I think that’s what politics might sound like if it were shaped by the Kingdom of Heaven. Not naïve idealism, but the radical realism of the Gospel: that every person is made in the image of God, that mercy really does triumph over judgement, and that grace changes how we see others, not as threats or problems to be managed, but as neighbours, image-bearers, and fellow heirs in God’s family.

Wouldn’t it be extraordinary if our leaders fell in love with the values of the King, if they found the treasure hidden in the field, if their politics and their lives left people thinking about good news? That is the longing at the heart of kingdœmocracy: not the imposition of ‘Christian’ policies, but a vision of what could be renewed when justice, mercy, humility, and grace mark the lives of those who govern. Still trying to unpack all of this in a book but there’s a sketch at kingdomdemocracy.global.

Now, the idea of reimagining democracy and politics is obviously a bit ridiculously grandiose as an exercise (and hubristic in the extreme for the two of us to tilt at) but I think the challenge God set down prior to last year’s election was even greater.

That challenge inspired me to pray for every one of our new MPs (and repeat it for some other jurisdictions). It’s now turned into a passion for lifting up in love all those who “give their full time to governing”, and doing so on an ongoing basis. To pray that they would know more of the love of God, and that as they grow in that love their lives, their decisions, and their impact, would reflect the values of the Kingdom of Heaven and the worth of all people.

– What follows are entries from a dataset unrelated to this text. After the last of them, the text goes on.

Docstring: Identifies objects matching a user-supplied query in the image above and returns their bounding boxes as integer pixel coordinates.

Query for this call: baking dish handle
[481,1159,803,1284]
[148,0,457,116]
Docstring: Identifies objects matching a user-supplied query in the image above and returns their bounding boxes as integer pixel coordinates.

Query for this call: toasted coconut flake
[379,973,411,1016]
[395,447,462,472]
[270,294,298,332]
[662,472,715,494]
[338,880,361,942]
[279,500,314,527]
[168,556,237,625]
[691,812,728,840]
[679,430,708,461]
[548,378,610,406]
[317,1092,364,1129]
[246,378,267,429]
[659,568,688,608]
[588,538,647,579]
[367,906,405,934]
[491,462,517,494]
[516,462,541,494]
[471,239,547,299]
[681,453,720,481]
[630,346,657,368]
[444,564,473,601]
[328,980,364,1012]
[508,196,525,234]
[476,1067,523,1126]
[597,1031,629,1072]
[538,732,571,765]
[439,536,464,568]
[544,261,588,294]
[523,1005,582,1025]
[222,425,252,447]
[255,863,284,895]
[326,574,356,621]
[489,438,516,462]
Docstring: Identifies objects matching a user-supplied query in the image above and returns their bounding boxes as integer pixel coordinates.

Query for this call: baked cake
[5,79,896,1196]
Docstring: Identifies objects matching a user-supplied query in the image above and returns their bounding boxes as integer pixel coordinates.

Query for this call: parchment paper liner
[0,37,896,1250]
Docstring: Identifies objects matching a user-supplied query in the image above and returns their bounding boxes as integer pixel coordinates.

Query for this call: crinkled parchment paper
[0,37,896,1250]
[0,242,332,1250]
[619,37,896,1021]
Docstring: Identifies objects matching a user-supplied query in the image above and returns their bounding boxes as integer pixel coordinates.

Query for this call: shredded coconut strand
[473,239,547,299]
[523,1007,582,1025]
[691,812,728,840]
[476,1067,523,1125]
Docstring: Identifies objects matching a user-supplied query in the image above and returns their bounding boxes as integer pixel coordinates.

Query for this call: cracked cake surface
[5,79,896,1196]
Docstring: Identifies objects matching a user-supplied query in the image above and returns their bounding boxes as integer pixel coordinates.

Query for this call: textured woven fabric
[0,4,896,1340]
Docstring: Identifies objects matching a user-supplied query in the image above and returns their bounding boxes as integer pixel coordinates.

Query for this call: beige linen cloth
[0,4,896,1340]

These are prayers for the men and women who serve, rooted in love for them, knowing how transformative God’s love is at a personal level, and how the ripples of that extend into loved ones, colleagues, employees, the communities they serve and the nation they cherish. It isn’t prayer for the torch of a given policy agenda, it’s prayer for the people who shoulder the responsibility of service to the hundreds and thousands of lives they steward.

PrayReps is the tool to make that easier – not only to show that love to the people who serve you locally, like Robert Jenrick, but as a global practice to support how we, the Body of Christ, engage with and respond to the men and women who govern. There are about 45,000 people serving in national governments around the world, and many more again at regional, city and neighbourhood levels.

Modelling, let alone maintaining, that complexity is gargantuan (so this is going to need to somehow become a collective endeavour) but the premise is simply to make it possible to know those people by name and pray for them: Lord, thank you for this person, thank you for all they are and all they do, would they know more and more of the love of your Kingdom in their life.